L'oubli - Que propose l'Enseignement Explicite ? Imprimer Envoyer
Pédagogie Explicite - Questions
Écrit par Françoise Appy   
Dimanche, 24 Mars 2013 17:36

L'oubli

Que propose l'Enseignement Explicite ?

 

Oubli

 

L’un des problèmes pédagogiques les plus fréquents pour les enseignants est l’oubli chez les élèves. Tous, nous déplorons l’oubli d’un jour à l’autre, d’une semaine à l’autre, d’un mois à l’autre, d’une année à l’autre. Parfois, à l’entrée dans leur nouvelle classe, certains élèves semblent vierges de toute acquisition ou en tout cas s’en rapprochent, au grand désespoir des enseignants qui les ont eus comme élèves l’année précédente.

Tout cela a une explication. Il faut se pencher sur le fonctionnement du cerveau lors des apprentissages. Qu’il s’agisse de connaissances ou d’habiletés, apprendre signifie installer un certain nombre d’informations en mémoire à long terme. Si rien n’a changé en MLT, alors rien n’a été appris.

La réponse se situe essentiellement dans la pratique. Bien entendu, il ne s’agit pas de faire l’impasse sur la compréhension et les explications, mais sans pratique cette étape préalable reste vaine. Hélas, pendant les dernières décennies, nous enseignants, avons été victimes d’un mythe consistant à croire que toute pratique abêtissait les élèves et les transformait en perroquets idiots (c’est le fameux Drill and Kill des anglo-saxons). Que cela entrait dans une vision mécaniste de l’école destinée à abrutir les élèves et à en faire des citoyens dociles et soumis, dépourvus de toute autonomie de pensée et d’esprit critique. Plus un mensonge est gros, plus il fonctionne et c’est bien ce qui s’est produit. On a donc banni toute forme de mémorisation et toute forme de pratique d’entraînement.

Voyons donc pourquoi cela est un mythe. Pour qu’une habileté devienne automatique il faut une pratique, au-delà du point de maîtrise. Pourquoi vouloir l’automatisation des connaissances et habiletés ? Si elles sont automatisées, elles ne solliciteront pas la mémoire de travail dont la capacité en contenu est limitée, et la laisseront disponible pour le raisonnement. Par exemple, si l’élève butte sur le déchiffrage des mots, il ne pourra pas consacrer sa mémoire de travail à la compréhension. La pratique doit être soutenue et nourrie : fréquente, variée avec réutilisation des connaissances déjà acquises.
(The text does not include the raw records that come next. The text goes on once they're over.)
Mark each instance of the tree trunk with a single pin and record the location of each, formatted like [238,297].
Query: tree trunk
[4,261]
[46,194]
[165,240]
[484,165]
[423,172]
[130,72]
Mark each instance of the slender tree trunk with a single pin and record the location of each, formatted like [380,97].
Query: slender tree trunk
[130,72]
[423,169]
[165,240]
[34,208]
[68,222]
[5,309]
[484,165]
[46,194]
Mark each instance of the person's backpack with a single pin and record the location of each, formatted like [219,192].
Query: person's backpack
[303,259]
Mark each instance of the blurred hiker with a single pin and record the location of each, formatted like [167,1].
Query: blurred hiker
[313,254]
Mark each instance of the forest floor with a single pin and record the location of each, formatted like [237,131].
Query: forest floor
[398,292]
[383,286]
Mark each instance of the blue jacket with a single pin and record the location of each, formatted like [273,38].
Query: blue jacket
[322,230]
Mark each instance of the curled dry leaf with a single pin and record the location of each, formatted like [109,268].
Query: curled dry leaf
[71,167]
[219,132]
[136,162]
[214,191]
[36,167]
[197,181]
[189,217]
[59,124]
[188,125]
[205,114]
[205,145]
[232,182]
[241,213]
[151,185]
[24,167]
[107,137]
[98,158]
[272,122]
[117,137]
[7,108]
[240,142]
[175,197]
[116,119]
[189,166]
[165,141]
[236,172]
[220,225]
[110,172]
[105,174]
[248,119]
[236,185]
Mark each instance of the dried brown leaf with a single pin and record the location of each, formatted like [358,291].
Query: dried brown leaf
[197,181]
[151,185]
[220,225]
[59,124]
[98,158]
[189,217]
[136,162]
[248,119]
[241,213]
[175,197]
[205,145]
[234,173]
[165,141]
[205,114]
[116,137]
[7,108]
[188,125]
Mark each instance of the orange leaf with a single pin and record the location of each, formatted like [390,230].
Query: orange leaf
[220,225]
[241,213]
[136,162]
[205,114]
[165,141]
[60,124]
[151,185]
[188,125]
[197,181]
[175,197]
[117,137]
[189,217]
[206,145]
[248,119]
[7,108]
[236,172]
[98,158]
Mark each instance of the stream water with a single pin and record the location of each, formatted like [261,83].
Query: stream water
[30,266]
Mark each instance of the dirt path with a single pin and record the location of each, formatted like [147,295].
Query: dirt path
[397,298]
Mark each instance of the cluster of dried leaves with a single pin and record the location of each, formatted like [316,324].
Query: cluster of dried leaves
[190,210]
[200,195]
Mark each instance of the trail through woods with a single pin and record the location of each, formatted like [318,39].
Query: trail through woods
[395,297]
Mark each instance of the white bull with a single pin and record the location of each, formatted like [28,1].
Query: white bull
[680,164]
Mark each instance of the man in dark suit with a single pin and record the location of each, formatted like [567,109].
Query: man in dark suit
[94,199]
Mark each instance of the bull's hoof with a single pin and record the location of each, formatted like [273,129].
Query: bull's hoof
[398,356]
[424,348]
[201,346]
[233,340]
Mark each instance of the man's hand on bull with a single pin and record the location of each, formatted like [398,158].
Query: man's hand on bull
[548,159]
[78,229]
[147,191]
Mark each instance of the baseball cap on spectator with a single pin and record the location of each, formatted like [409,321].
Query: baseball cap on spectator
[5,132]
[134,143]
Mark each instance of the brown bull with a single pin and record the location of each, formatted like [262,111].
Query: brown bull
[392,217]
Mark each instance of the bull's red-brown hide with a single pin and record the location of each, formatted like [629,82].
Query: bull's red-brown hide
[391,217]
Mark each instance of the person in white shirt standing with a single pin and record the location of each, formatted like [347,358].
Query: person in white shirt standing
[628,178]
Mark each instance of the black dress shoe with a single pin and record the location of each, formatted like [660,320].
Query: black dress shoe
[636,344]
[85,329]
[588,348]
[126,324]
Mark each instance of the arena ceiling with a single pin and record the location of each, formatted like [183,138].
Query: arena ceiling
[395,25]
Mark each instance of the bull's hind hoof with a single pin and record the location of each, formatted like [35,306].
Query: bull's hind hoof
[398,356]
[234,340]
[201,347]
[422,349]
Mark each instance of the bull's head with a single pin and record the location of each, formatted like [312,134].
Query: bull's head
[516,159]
Tout ce qui a été appris doit être réutilisé le plus souvent possible.

Malgré tout, les chercheurs se sont aperçus que les sujets étudiés étaient bien vite oubliés une fois passée l’échéance de l’évaluation ou de l’interrogation. Même des questions bien maîtrisées lors de l’évaluation sont oubliées. C’est pourquoi ils préconisent d’étudier au-delà de la maîtrise. C’est ce que l’on appelle le surapprentissage. Cela est une mesure visant à empêcher ou tout au moins à diminuer les effets de l’oubli. Ainsi, un sujet d'étude pratiqué pendant un semestre ou une année sera retenu correctement pendant environ une année après la dernière pratique mais l'essentiel sera oublié après 3 ou 4 ans, en l'absence de pratique supplémentaire. Par contre, un sujet étudié pendant 3 ou 4 ans pourra être retenu jusqu'à plusieurs dizaines d'années après la dernière pratique.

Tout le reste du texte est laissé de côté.